On the other hand, according to Axiaq it would be far more useful for the ERA to engage into detailed discussions with developers at the earliest possible stage of planning, to ensure that what is being proposed is not “only economically but also environmentally and socially sustainable”.

“I have personally witnessed this happening on a number of occasions, even during the past year. Such initiatives very often go unnoticed and never gain the recognition that is due to our staff. But then, recognition and praise are not our top priority. Having said so, it helps,” Axiak said.

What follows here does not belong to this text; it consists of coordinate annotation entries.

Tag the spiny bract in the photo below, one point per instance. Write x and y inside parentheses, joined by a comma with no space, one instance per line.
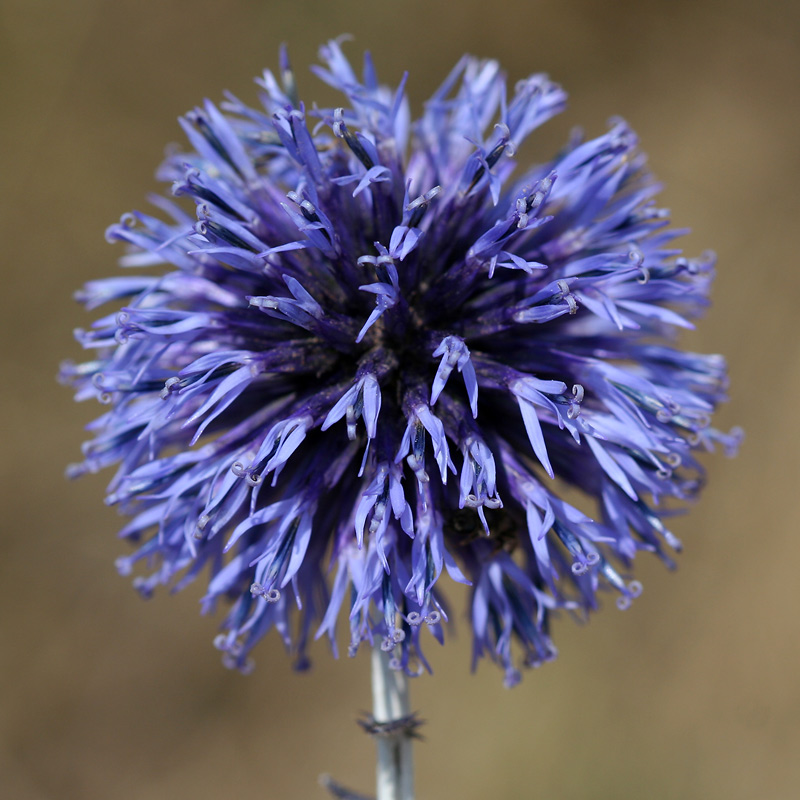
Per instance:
(283,402)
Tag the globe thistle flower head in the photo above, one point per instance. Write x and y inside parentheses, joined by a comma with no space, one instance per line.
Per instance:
(353,352)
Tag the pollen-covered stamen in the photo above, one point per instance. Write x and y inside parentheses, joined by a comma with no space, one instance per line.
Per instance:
(478,480)
(548,303)
(416,208)
(419,419)
(455,353)
(386,291)
(341,130)
(270,595)
(480,164)
(363,399)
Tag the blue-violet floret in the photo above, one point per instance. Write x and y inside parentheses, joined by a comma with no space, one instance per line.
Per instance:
(367,349)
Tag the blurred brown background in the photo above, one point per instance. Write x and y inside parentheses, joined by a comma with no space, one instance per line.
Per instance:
(693,693)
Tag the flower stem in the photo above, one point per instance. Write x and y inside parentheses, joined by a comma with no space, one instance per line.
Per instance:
(395,768)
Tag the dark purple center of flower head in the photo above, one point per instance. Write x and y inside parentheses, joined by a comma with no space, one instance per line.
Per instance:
(368,347)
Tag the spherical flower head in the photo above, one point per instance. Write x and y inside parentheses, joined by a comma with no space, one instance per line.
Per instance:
(354,352)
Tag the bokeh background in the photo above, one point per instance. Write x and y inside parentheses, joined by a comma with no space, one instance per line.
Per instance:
(693,693)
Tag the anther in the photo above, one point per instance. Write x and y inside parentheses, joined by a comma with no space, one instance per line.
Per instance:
(168,384)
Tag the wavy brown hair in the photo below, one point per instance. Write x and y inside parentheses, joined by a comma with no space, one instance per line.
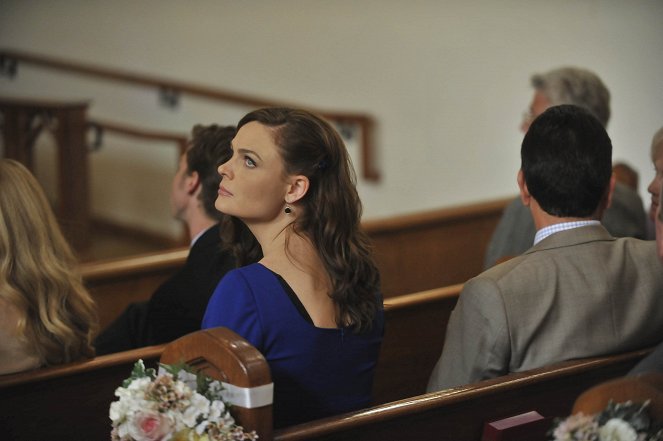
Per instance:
(38,274)
(330,214)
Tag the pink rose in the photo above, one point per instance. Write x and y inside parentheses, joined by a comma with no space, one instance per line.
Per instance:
(150,426)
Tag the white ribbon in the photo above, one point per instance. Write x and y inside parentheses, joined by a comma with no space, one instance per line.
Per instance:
(248,397)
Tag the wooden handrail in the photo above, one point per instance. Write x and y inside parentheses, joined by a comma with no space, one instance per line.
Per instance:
(141,263)
(365,121)
(138,132)
(446,214)
(422,298)
(342,426)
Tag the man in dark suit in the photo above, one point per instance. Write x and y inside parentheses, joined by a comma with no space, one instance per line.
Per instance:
(177,307)
(578,292)
(626,215)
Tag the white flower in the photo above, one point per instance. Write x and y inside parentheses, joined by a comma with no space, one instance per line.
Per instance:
(188,378)
(617,429)
(150,426)
(216,411)
(199,407)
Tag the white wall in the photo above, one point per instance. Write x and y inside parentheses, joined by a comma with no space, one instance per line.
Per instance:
(447,81)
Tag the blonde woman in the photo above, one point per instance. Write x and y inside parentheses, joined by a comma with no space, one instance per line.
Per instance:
(46,315)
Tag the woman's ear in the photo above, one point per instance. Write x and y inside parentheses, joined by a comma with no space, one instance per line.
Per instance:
(297,188)
(192,182)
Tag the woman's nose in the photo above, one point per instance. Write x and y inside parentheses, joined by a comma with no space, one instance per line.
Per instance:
(224,169)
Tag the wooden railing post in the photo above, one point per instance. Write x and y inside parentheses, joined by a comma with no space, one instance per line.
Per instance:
(23,121)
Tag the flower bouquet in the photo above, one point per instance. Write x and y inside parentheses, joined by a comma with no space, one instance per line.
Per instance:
(175,404)
(617,422)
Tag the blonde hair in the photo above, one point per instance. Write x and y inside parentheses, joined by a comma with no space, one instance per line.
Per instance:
(656,144)
(38,273)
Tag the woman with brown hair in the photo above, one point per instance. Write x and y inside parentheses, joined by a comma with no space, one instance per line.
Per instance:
(311,304)
(46,315)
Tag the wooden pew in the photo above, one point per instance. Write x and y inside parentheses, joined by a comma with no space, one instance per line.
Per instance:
(68,402)
(116,283)
(459,414)
(226,356)
(414,252)
(71,402)
(415,326)
(435,248)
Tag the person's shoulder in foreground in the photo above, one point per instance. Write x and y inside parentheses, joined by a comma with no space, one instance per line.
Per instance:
(578,292)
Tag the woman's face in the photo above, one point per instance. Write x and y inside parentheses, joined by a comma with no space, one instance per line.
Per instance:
(253,184)
(655,185)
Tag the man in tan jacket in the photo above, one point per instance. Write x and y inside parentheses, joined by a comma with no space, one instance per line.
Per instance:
(578,292)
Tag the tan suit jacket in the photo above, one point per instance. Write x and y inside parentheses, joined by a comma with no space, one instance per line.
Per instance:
(577,293)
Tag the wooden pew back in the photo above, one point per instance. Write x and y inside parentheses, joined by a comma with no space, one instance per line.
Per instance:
(429,249)
(415,326)
(414,252)
(68,402)
(225,356)
(116,283)
(459,414)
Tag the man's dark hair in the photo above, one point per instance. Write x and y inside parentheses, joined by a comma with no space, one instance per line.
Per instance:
(209,148)
(566,160)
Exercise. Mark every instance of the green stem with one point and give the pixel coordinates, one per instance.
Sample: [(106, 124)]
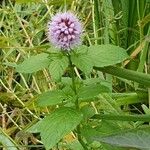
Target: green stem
[(76, 100)]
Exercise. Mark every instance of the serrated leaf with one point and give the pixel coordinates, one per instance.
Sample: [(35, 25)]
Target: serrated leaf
[(50, 98), (33, 64), (138, 138), (58, 66), (7, 142), (82, 59), (90, 92), (56, 125), (97, 55), (106, 55)]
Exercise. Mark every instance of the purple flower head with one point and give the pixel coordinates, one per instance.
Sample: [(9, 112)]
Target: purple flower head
[(64, 31)]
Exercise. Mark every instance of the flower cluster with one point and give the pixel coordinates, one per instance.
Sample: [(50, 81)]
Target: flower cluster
[(64, 31)]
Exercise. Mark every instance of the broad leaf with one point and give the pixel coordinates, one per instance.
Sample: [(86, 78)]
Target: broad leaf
[(97, 55), (138, 138), (7, 142), (56, 125), (82, 59), (90, 92), (33, 64), (106, 55), (50, 98), (58, 66)]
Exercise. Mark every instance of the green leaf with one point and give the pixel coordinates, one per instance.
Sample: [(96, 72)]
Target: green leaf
[(97, 55), (57, 66), (28, 1), (135, 76), (56, 125), (106, 55), (82, 59), (90, 92), (50, 98), (138, 138), (6, 141), (34, 63)]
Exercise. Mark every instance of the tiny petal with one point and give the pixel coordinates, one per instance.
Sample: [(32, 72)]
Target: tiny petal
[(64, 31)]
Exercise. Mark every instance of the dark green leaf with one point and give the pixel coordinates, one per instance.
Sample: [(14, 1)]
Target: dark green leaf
[(33, 64), (58, 66), (56, 125), (90, 92), (105, 55), (82, 59), (50, 98)]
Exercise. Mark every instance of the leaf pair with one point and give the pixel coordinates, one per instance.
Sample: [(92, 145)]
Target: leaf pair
[(56, 125)]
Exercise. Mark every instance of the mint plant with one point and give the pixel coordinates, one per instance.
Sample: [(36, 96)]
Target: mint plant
[(70, 66)]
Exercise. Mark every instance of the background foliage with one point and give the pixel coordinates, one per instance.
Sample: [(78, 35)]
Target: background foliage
[(122, 116)]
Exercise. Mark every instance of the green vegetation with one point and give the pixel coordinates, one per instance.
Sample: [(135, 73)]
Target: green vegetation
[(96, 97)]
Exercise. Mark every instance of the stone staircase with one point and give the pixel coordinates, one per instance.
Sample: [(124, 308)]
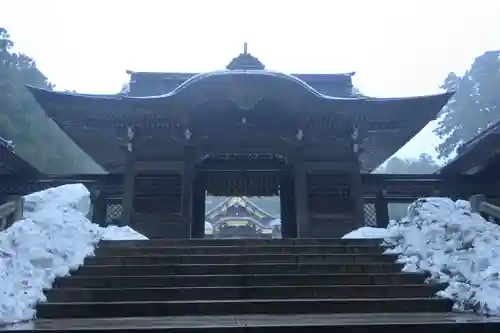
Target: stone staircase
[(244, 285)]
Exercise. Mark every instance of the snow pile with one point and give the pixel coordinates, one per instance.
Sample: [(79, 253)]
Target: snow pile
[(54, 238), (455, 246), (120, 233)]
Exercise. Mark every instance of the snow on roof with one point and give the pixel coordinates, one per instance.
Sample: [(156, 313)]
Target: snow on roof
[(228, 73)]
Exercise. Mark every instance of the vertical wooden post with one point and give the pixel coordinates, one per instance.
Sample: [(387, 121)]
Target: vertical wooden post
[(357, 190), (128, 180), (198, 218), (187, 195), (287, 205), (301, 197), (381, 210), (99, 209)]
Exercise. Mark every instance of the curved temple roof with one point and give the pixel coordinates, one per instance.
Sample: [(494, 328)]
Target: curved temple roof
[(13, 164), (410, 114)]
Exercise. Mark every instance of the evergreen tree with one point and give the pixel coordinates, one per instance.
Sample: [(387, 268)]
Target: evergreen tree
[(475, 105), (37, 138)]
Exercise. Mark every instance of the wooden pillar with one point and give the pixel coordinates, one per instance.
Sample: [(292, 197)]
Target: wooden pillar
[(198, 224), (188, 174), (287, 205), (128, 180), (99, 209), (357, 195), (301, 197), (357, 188), (381, 210)]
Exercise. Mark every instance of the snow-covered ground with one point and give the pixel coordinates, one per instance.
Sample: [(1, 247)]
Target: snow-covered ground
[(54, 238), (454, 245)]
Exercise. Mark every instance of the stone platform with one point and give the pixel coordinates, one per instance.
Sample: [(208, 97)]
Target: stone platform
[(248, 285)]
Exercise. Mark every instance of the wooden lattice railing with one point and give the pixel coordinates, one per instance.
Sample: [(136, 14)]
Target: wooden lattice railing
[(11, 211), (488, 210)]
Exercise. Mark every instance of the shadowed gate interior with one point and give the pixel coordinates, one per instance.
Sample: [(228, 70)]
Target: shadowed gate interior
[(244, 174)]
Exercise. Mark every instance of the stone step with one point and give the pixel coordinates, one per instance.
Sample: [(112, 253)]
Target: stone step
[(261, 268), (310, 323), (241, 259), (178, 280), (225, 293), (248, 306), (238, 242), (231, 249)]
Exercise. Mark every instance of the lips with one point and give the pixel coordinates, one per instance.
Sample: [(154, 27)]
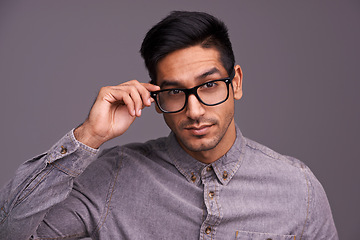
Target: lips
[(199, 130)]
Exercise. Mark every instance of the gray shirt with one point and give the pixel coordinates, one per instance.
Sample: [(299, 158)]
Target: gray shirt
[(155, 190)]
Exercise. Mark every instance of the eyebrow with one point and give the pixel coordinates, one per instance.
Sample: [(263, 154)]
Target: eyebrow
[(210, 72)]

And in this case the ERA is also practicing what its chairman is preaching as in the case of a seven-unit tourist accommodation complex instead of disused farming structures in Marsaxlokk, adjacent to an Area of Ecological Importance and a Natura 2000 site. The ERA said the development would effectively commit an 8,300sq.m area with significant uptake of undeveloped rural land – currently a large open field, only partly occupied by a small farm – and the urbanisation of land outside development zones, to accommodate residential development. The site lies very close to the Magħluq coastal marshland, well within the protected area surrounding it, which should be kept free from development.

The ERA insisted that such projects cannot be assessed on an ad hoc basis, as these have cumulative impacts introducing additional pressure on nearby lands.

Since such impacts would effectively prejudice the long-term integrity of the Natura 2000 site, these cannot be effectively addressed through case-by-case studies, which would not change their fundamental reality.

In fact proposals deemed “incompatible” with the protected status of the site should be “pre-empted at source through the avoidance”, Prof. Axiaq said.

And while such a development requires a project development statement so that the ERA can determine whether a full environment impact assessment is needed, such studies cannot resolve “the more basic environmental impacts” which are should be simply avoided.